そう、今オレ達がいるのは皐月の言っていたカフェだった。
「わざわざオレを引っ張ってまで来るか……」
「いいよー、いいじゃんよー」
「とか何とか言いやがって、本当はオレの奢りを狙ってんだろっ!?オレの200円はやらないからなッッ!!」
「いや、いらないから……私もそこまで小さい女じゃないよっ」
「ほんと仲むつまじいねー……君たち」
日々日常的と化しているささやかな口論を間の当たりにした琴葉先輩は、何が面白いのか、笑顔を見せていた。

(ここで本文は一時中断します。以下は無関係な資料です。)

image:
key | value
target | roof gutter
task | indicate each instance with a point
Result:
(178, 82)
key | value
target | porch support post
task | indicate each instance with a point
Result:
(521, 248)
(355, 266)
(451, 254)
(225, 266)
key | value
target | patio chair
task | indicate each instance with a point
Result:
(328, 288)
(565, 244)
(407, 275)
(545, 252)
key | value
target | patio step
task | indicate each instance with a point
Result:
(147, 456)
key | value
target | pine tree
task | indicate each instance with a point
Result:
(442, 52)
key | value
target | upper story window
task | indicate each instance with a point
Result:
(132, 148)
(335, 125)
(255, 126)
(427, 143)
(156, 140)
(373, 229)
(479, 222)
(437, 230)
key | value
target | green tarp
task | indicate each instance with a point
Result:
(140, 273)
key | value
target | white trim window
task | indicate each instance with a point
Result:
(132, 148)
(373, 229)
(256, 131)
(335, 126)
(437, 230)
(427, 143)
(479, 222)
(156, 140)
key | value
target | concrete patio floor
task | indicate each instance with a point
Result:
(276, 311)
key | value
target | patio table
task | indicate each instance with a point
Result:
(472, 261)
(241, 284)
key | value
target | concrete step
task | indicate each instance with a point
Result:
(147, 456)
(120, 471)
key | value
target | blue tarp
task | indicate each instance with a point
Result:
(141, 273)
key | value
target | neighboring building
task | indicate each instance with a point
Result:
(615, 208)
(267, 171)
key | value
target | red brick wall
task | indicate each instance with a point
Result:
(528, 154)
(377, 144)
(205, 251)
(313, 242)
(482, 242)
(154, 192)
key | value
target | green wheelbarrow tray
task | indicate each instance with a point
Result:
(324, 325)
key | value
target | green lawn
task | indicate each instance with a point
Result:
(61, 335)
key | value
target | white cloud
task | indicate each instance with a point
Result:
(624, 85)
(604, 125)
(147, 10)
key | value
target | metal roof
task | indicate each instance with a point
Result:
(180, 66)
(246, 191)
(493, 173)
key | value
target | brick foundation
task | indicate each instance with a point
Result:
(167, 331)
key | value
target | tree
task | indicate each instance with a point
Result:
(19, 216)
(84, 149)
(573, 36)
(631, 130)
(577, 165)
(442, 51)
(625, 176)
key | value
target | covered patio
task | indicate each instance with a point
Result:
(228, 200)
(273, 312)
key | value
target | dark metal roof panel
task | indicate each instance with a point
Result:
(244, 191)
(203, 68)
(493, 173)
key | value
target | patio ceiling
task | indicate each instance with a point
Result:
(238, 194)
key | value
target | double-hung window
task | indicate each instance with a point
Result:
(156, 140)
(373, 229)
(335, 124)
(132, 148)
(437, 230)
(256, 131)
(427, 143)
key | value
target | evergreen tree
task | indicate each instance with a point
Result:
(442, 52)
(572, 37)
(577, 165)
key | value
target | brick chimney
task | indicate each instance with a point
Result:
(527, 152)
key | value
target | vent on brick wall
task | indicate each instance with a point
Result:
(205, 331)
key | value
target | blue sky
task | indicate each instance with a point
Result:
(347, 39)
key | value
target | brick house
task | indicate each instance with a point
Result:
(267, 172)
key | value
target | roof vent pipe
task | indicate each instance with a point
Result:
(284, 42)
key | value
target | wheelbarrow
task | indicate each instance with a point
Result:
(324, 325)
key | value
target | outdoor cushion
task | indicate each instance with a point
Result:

「あ、ところでさ良人君。何か流れで来ちゃったんだけど、私今財布持ってなかったんだよね」
「――結局奢れって事じゃねーかっっ!!」
「あ、何なに?奢ってくれるのかな?かな?」
「ここで断ったら何されるか分からんねーから仕方なくな、しーかーたーなーくっ」
「ふふん、キミとは仲良くなれそうだよ」
「勘弁してくれ……」
そこで折り良く、店員が四つのパフェをオレ達のいるテーブルに――
「何で一つ多いんだ?」
「あ、それ私の」
ひょいっと一つ余分に現れたパフェを、琴葉先輩が掴み取る。確か彼女が頼んだのは店で一番の評判だと噂のパフェで、確か値段が980円、だったな……それが二つだから――
「てめぇぇぇぇぇぇっっっ!!オレの財布を空にするつもりかぁぁぁぁぁっっ!!!!」
「えへへー。てへぺろー」
「可愛くない、可愛くないからとにかくそのスプーンを運ぶ手を止めろっ!!」
「まぁまぁ落ち着いて良人君。ほらあーん」
と、先輩は生クリームの乗ったスプーンをオレの口元に近づける。
――いや待て、このスプーンはさっきから先輩が使っていたもの。という事は……
「それって間接キ――」
反論しようとするも、オレの口はすぐさま塞がれてしまった。さっきから眼前にあったスプーンで、だ。
「良人ぉ……」
後ろから放たれる殺気とドスの聞いた声。声の主は、やはりなんというか、皐月だった。
「私の目の前で、何甘い雰囲気を繰り広げちゃってくれてるのかな……?」
「ちょっと待て、今のはオレに非は無いだろっ」
「問答無用。先輩、ちょっと良人をお借りしますね」
「ああ、どうぞどうぞ。良人君、死なないようにねっ」
パチッと先輩はウィンクを決め込む。これがアニメなら、確実に目の端から星が出ていただろう。
ちなみに、その後オレの姿を見たものは誰もいなかった。
いやあ、投稿がびっっっっっくりするくらい遅れました。
私も晴れて高校生になれましたよ。ええ。